Roof Tiles (Fig. 16). A large number of locally made roof tiles was found. They were all produced at the Steinberg factory at Motza, as evidenced by the stamp they bear: M. STEINBERG, MOTZA in either English or Hebrew. Production at the Motza factory began in 1923 by Michael Steinberg, perhaps as a local response to the imported tiles from Marseille. Interestingly, no Marseille roof tiles were noted during the excavation.

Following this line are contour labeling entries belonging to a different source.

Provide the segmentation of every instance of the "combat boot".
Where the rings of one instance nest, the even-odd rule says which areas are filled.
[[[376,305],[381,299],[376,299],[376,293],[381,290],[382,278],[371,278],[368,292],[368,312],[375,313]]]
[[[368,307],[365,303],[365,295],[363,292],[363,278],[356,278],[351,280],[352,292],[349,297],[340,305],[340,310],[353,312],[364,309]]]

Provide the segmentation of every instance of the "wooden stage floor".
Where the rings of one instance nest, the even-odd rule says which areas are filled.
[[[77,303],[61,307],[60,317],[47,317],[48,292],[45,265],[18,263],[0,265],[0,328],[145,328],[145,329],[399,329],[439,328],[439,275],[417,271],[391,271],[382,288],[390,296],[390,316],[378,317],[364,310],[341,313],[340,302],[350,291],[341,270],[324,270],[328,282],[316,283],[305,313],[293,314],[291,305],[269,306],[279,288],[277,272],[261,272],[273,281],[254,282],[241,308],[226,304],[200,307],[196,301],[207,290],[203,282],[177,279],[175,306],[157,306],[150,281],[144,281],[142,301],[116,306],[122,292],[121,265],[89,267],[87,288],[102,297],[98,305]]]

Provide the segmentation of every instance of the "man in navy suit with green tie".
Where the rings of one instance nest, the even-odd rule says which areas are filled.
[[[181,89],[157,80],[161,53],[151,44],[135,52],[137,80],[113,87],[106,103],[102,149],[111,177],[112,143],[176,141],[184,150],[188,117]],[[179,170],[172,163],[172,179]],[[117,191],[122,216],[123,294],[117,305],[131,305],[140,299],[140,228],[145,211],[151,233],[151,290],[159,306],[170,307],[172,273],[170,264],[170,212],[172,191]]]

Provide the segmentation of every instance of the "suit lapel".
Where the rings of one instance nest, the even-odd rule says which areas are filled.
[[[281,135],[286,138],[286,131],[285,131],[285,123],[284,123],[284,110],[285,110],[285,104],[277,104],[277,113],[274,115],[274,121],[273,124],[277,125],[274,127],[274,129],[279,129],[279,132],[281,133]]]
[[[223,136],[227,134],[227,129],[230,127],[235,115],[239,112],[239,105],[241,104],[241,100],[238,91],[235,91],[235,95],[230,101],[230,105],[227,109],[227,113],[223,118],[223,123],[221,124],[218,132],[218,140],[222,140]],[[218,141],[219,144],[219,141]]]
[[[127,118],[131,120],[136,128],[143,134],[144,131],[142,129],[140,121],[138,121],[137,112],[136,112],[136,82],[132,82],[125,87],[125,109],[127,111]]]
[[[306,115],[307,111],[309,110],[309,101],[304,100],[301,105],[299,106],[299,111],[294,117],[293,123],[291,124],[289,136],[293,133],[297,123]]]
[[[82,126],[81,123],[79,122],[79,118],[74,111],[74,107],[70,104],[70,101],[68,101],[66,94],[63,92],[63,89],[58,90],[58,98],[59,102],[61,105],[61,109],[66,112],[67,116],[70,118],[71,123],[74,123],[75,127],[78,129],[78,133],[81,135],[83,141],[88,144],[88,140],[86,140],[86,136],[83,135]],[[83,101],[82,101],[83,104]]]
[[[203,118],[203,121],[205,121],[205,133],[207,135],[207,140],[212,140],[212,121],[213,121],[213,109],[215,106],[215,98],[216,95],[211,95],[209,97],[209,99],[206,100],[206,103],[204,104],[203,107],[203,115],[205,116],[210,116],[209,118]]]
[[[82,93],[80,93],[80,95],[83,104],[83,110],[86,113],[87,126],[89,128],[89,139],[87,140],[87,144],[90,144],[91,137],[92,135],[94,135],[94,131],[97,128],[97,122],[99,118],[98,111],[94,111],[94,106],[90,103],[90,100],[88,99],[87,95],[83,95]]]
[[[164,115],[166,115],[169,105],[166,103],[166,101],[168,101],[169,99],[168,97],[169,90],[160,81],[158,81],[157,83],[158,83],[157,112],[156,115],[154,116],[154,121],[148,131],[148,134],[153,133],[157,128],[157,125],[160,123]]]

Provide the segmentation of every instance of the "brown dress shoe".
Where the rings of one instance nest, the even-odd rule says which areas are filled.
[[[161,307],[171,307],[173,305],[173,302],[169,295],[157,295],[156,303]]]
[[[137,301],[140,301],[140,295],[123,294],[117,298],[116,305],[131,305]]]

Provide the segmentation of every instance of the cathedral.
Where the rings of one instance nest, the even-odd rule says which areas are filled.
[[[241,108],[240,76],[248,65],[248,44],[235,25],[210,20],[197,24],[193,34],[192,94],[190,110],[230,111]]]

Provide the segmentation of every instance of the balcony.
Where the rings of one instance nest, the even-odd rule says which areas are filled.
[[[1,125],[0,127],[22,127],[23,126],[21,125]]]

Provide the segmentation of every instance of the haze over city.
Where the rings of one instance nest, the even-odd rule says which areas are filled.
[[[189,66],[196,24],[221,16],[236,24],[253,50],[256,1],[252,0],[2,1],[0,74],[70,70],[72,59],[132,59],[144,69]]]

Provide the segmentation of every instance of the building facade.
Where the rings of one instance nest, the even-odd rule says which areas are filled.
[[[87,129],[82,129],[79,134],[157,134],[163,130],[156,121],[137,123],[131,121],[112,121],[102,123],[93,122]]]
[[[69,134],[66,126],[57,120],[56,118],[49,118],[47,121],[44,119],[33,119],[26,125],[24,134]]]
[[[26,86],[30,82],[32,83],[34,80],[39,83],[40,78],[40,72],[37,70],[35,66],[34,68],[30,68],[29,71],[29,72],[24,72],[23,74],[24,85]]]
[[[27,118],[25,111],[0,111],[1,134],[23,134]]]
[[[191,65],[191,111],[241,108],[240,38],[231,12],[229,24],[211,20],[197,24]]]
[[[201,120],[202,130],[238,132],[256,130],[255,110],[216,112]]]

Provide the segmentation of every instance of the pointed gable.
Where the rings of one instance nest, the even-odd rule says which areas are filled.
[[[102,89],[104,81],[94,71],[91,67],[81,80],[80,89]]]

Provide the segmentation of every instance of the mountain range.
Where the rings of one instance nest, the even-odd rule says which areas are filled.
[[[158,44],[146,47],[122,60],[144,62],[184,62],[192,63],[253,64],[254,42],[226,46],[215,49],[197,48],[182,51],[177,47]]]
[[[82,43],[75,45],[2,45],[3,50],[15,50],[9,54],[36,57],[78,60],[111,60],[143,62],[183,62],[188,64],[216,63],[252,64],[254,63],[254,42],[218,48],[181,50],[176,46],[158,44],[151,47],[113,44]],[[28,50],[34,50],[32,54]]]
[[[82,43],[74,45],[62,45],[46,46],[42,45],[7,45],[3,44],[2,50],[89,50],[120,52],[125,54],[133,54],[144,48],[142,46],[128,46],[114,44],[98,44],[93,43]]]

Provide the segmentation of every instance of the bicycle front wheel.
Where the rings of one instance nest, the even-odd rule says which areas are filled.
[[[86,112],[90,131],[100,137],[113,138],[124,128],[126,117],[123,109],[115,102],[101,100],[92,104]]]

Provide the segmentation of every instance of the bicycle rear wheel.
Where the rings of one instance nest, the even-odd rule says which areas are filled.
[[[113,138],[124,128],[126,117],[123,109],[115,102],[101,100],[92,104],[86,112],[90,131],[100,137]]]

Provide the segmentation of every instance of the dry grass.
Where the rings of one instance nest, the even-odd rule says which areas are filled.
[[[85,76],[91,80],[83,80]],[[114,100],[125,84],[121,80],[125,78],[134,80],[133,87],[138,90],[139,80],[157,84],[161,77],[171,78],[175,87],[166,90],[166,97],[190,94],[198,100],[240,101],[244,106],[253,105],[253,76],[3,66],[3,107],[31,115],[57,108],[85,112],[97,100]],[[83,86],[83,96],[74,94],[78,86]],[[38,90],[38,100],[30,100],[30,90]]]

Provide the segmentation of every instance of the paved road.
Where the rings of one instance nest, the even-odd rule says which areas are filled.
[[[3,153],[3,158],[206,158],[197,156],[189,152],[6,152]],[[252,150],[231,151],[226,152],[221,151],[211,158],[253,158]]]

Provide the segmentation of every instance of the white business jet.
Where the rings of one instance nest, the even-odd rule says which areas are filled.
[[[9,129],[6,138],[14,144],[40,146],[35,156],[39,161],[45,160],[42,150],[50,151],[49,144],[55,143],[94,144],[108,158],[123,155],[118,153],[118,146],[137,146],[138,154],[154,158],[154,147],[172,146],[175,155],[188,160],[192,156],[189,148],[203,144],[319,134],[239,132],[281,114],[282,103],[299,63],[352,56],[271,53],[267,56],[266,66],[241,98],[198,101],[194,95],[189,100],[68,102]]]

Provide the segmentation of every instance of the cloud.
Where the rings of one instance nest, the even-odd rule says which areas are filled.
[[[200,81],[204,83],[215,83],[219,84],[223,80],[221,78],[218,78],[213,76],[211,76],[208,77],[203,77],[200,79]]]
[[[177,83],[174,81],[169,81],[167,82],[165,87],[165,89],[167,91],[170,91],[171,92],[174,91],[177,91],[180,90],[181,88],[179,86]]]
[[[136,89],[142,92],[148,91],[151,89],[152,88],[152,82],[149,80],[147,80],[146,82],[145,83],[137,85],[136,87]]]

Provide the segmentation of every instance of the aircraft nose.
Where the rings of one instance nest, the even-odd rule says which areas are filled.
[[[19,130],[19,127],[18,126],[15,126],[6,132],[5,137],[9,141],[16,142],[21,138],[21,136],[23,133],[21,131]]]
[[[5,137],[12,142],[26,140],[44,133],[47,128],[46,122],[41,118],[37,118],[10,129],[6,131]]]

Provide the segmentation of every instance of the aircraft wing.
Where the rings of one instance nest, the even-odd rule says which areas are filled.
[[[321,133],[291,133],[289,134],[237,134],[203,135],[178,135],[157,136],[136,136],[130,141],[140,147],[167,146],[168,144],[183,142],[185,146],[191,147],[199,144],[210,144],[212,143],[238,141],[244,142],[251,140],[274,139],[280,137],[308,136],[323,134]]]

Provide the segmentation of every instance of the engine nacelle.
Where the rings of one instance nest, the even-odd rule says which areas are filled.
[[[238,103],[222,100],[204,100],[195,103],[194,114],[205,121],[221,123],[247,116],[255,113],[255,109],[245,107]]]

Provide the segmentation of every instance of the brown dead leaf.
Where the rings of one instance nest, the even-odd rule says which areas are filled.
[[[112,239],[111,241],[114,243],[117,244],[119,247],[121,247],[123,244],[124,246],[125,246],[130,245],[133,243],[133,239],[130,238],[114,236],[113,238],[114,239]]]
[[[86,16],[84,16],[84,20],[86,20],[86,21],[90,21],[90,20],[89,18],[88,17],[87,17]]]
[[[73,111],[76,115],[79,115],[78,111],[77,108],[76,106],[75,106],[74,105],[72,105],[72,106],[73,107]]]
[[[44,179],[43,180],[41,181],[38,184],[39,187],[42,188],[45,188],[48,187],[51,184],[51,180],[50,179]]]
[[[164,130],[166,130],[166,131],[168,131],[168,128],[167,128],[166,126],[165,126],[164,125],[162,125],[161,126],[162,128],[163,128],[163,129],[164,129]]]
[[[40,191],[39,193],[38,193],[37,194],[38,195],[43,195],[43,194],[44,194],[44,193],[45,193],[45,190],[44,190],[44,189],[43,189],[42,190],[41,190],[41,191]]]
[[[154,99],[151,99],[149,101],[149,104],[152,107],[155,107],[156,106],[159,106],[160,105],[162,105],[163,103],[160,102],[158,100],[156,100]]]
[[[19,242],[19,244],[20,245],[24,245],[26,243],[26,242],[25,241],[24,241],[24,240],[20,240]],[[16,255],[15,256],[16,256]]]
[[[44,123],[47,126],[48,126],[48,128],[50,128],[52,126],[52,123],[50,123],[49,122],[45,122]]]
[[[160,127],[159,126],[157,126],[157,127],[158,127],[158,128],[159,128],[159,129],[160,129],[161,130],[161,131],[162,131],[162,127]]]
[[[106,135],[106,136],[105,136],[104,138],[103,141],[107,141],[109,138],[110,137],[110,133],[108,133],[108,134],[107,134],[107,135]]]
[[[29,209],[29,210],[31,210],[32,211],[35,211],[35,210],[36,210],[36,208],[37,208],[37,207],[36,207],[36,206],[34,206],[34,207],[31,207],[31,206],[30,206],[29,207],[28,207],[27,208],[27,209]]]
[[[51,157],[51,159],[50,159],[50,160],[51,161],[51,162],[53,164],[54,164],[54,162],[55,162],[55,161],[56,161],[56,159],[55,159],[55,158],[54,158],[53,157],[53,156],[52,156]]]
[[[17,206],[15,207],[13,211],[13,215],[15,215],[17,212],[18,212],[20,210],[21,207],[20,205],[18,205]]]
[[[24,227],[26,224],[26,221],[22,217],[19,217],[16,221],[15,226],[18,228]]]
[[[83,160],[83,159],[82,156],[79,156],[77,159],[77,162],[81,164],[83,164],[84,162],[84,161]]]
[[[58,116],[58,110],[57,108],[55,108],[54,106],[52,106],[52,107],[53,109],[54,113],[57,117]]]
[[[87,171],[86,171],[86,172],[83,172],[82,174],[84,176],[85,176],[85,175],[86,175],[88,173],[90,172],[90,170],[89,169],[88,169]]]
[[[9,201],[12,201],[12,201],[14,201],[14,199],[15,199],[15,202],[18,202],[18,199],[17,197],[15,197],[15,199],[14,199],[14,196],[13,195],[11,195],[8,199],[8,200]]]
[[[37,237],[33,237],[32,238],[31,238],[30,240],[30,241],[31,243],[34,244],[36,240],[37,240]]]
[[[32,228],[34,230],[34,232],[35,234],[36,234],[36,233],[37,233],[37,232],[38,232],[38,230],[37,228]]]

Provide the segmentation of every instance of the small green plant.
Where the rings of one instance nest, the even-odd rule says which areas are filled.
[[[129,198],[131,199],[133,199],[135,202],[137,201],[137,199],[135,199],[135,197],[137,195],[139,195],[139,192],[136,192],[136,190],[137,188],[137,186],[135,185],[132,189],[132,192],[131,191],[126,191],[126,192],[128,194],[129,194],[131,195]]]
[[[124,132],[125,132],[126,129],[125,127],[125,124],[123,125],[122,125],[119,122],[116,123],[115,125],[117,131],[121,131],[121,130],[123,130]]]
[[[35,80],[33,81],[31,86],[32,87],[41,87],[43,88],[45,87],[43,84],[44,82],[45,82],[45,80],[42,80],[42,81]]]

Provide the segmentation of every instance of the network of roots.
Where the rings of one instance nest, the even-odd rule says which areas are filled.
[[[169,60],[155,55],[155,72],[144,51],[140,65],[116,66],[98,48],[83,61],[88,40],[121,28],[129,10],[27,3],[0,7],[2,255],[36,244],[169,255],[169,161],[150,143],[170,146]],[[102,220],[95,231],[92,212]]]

The cellar, which was probably used as a cistern, was part of the Templar compound constructed in the late nineteenth century CE, when the Templar colony (the German Colony) was established in Jerusalem. The upper story of the building, which was not preserved, was probably used as a guard outpost. The compound’s eastern fence was founded on bedrock, and south of it was a retaining wall that formed an inner terrace. The wall of the original fence is still used today, although slight changes and additions were made, including a concrete casting in the south and brick construction in the north intended to reinforce and raise the wall. This phase was probably part of the renovations and maintenance implemented in recent times. It included installing a concrete sewer system with plastic pipes, repairing the eastern fence and constructing three cast concrete steps leading up to the main gate that is fixed in fence. There was probably a pre-Templar period building situated there, as indicated by W18, which was severed by the walls of the Templar compound, but the building’s plan and date remain unknown.